The death Friday of rapper Tupac Shakur following a shooting last weekend in Las Vegas is the most dramatic incident to befall Death Row Records, pop music's most successful and controversial rap label. Shakur's death follows the departure in March of Dr. Dre (Andre Young), the producer credited with forging the label's distinctive sound.
These twin blows have raised questions in the industry about the future of the Beverly Hills-based label--a company that has seemingly become a victim of the volatility that marked its controversial rise to the top of the multimillion-dollar rap world.
Record labels often have had to overcome major talent losses--whether seeing best-selling artists die tragically or dealing with artists jumping to rival labels.
But there are circumstances involved with Death Row that make its situation unique--specifically a series of violent real-life incidents, now including Shakur's death. The rapper was shot last Saturday as he was riding in a car being driven by Death Row co-founder and president Marion "Suge" Knight.
"There is a potential crisis at Death Row," one music industry executive said Friday, before news of Shakur's death was announced. "The danger is the talent pool. Can a relatively small label afford to lose such major players as Dr. Dre and Tupac? Also, will they be able to still attract new talent? Or will artists prefer to go somewhere else, concerned about the drama at Death Row?"
But other industry observers think that the real question, more than talent, may be the ability of the company to retain its creative focus in the midst of such continuing real-life tension.
"To me, it all boils down to this: Can they take the pressure?" another executive said. "Death Row appears to have an incredible arsenal of talent, including producers and rappers who have spent invaluable time in the studio with Dre . . . learning from a master. But can they take the turmoil?
"It's hard enough to compete when you have all your energy pointed in a single direction, but it's doubly hard when you are being pulled all over the place by drama, the media and public scrutiny."
Most observers contacted said Death Row likely will continue to attract new talent.
"The perception among African American males from the ghetto is that Suge takes care of his own . . . that his word is his bond," said one music industry figure. "They see in him a big brother figure.
"If you grow up on the streets and go into a major record label, it's a whole different social world, whether you are dealing with a white face or a black face."
Another executive on Friday said: "The perception to a young black kid from the streets is that [Knight] is a guy who has cut through the white machinery.
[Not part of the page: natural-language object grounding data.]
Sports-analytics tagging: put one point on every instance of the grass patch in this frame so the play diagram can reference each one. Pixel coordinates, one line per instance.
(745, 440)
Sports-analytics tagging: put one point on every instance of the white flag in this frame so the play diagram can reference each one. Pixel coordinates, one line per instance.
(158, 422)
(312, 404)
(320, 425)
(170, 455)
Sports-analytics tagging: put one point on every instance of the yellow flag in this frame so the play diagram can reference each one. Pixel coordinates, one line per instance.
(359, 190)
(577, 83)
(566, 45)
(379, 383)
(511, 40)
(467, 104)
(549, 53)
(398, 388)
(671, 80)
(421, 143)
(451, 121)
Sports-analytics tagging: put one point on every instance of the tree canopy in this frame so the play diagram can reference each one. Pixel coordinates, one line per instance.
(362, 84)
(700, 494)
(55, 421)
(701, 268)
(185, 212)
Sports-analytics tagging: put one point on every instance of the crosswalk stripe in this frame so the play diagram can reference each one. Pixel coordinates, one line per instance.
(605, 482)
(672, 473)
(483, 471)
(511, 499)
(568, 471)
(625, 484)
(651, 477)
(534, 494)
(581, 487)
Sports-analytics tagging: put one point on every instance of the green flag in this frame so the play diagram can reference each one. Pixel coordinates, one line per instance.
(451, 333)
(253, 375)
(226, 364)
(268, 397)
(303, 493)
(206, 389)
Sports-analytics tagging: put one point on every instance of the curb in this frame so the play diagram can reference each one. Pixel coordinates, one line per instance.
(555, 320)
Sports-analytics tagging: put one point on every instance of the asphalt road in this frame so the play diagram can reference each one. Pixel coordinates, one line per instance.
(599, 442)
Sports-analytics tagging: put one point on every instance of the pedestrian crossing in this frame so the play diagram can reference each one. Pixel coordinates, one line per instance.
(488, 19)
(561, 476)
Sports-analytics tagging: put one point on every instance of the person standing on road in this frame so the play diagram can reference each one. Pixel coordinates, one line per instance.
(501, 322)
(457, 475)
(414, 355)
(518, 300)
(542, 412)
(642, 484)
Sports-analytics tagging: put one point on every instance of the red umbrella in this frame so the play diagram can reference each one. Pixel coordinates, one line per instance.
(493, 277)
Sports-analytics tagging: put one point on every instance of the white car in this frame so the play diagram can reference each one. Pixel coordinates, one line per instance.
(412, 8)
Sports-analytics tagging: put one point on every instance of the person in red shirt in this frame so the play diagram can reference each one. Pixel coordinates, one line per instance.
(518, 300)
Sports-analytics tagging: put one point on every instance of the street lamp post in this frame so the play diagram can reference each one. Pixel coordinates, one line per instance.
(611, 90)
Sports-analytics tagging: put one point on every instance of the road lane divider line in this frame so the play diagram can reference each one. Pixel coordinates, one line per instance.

Death Row fits the bill . . . the company is revolutionary and bold . . . far bolder than any other rap label ever."
The first major blow to Death Row was the exit in March of Dr. Dre, who is widely viewed as the most creative figure in rap. The 31-year-old producer's recordings have generated more than $250 million in record sales, including the production of such hits as Snoop Doggy Dogg's "Gin 'N' Juice" and Shakur's "California Love."
Following months of tension over the creative direction of Death Row, Dre decided to give up his ownership in the company for what he has called a "comfortable" settlement.
Dre has also expressed his growing disenchantment with the "gangsta" rap movement, on which Death Row built its fortune and reputation.
"Many times, there have been intimidating people in the industry," said an East Coast executive. "It happens in rock as well as everywhere else, but it's not as obvious, it's not as glorified. At the MTV [Video Music] Awards last week, you could see these [Death Row Records] guys walking in like they were King Tut.
"Everybody else, including label heads, just waited in line, but these guys just walked right down the aisle. The only thing that worries me is if the [shooting] makes Tupac bigger, then there's a danger of escalating of the attitude in the field."
Ultimately, Death Row's notoriety could strain its business relationships, including its ties to industry giant MCA Inc., which owns half of Interscope Records, the distributor of Death Row.
One senior MCA executive, however, said that the company has no plans to change its deal with Interscope. But, the executive added, MCA officials are clearly unnerved by the week's developments.
"Obviously we're concerned. Guys are getting shot at," the executive said.
Death Row, Interscope and MCA Music Entertainment Group declined comment for this story.